After effecting the key exchange, Device A encrypts the content material M 150 and communicates the encrypted material Ek(M) to Device B, at 160, via communications path 161. Because Device B's key K′ is identical to the key K that is used to encrypt the content material M 150, Device B uses key K′ to decrypt the received encrypted material Ek(M) to create a decrypted copy 150′ of the content material M 150, at 165. An eavesdropper to the communications path 161, not having a knowledge of the key K, is unable to decrypt the encrypted material Ek(M), and thus unable to create a copy of the content material M 150.
Note that the above described key exchange, and virtually all known secure key exchanges, require a bidirectional transfer of information between the devices.

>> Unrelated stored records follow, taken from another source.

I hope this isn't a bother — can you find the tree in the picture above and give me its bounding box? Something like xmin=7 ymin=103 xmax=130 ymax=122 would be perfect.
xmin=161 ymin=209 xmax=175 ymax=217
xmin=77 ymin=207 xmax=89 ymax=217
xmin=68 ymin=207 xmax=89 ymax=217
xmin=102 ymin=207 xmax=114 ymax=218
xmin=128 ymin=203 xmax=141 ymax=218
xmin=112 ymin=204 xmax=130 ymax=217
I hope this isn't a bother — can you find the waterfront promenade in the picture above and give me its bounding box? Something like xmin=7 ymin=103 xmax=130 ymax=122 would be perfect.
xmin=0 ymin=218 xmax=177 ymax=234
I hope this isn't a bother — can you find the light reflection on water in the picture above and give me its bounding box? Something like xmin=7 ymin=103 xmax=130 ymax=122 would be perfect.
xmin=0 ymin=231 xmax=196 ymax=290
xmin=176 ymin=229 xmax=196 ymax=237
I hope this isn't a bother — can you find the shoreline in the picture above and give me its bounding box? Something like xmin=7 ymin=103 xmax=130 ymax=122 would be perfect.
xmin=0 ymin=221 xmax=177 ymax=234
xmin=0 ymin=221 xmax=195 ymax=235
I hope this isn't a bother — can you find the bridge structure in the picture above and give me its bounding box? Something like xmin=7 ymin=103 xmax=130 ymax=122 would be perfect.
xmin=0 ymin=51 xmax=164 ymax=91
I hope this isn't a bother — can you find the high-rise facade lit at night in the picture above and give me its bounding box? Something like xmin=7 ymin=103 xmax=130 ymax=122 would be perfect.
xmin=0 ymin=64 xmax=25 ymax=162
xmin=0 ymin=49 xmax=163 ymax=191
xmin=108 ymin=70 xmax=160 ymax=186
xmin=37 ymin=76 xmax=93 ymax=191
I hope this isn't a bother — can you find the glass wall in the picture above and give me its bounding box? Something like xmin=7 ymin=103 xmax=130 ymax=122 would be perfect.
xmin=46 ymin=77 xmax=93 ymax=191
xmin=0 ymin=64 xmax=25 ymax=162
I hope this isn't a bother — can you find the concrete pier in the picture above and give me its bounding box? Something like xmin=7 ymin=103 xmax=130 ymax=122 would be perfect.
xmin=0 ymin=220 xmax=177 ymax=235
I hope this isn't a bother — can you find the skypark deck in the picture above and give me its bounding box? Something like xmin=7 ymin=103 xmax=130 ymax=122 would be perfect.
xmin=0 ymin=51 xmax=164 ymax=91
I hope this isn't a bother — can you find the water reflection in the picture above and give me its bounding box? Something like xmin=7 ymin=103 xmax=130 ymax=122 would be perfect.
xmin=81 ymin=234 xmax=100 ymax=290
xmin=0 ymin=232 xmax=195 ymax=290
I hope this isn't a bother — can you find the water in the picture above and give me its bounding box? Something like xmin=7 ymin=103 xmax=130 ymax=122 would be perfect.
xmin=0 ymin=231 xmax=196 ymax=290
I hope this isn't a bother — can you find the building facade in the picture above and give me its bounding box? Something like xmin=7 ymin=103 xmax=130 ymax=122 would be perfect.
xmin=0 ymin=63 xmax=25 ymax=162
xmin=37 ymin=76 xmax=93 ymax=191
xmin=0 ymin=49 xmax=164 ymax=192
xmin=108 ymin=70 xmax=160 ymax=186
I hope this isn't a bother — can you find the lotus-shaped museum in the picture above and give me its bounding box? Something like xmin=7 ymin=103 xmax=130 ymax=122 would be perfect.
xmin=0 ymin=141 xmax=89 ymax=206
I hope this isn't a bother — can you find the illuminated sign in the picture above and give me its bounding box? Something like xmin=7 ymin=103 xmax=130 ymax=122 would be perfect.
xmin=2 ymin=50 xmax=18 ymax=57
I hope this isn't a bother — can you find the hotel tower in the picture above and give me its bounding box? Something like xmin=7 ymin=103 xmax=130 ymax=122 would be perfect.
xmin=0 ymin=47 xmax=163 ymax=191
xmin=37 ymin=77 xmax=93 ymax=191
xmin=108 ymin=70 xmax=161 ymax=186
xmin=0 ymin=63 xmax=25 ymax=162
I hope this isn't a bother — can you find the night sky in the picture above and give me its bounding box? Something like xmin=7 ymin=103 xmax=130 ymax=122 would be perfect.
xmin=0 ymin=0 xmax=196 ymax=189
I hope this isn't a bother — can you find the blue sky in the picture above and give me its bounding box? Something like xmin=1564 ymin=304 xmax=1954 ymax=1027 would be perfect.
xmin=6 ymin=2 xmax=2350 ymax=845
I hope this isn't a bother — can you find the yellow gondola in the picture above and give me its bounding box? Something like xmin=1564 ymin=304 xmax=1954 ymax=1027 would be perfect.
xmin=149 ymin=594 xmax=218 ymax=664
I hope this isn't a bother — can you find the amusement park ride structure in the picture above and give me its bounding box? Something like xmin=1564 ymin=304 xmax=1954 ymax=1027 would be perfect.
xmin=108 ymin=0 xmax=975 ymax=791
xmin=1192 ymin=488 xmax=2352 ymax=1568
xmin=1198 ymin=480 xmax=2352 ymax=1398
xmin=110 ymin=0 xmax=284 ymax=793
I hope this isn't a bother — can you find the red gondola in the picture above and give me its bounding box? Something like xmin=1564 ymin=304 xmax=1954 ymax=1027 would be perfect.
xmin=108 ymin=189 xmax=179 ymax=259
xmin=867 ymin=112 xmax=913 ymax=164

Many consumer electronic devices, however, are configured for a unidirectional transfer of content material. For example, as illustrated in FIG. 2, a conventional set-top box 210 or DVD player 230 includes a wide-bandwidth transmitter for transmitting 211, 212, 231, 232 the content material to a VCR 260 or display device 250, but rarely includes a receiver for receiving communications from the VCR or display device. In a device such as the VCR 260 that has bidirectional communications capabilities 251, 261, the key exchange can be effected by multiplexing the key exchange messages 111, 131, 136 of FIG. 1 onto the same paths 251, 261 that are used to communicate content material. Note, however, that the adoption of this multiplexing scheme for key exchange requires that the receiving device 250 contain receiving equipment that is compatible with the transmission 261 of content material. Thus, a conventional DVD player 230 that transmits 232 wide-bandwidth content material to the VCR 260 will be required to also contain a wide-bandwidth receiver to receive wide-bandwidth content-compatible transmissions 262 from the VCR to effect a key exchange, even though the DVD player will have no other practical use for this wide-bandwidth communications path 262. Note, also, that a switching means will be required at the VCR to redirect the wide-bandwidth output, from the conventional connection 261 to a display device 250, to the DVD player via this newly required communications path 262. Alternatively, additional transmitters, receivers, and communications connectors can be added to each consumer component 210, 220, 250, 260, etc. to effect the key exchange. Each of these options requires additional material and manufacturing costs to add the required communications and connection equipment.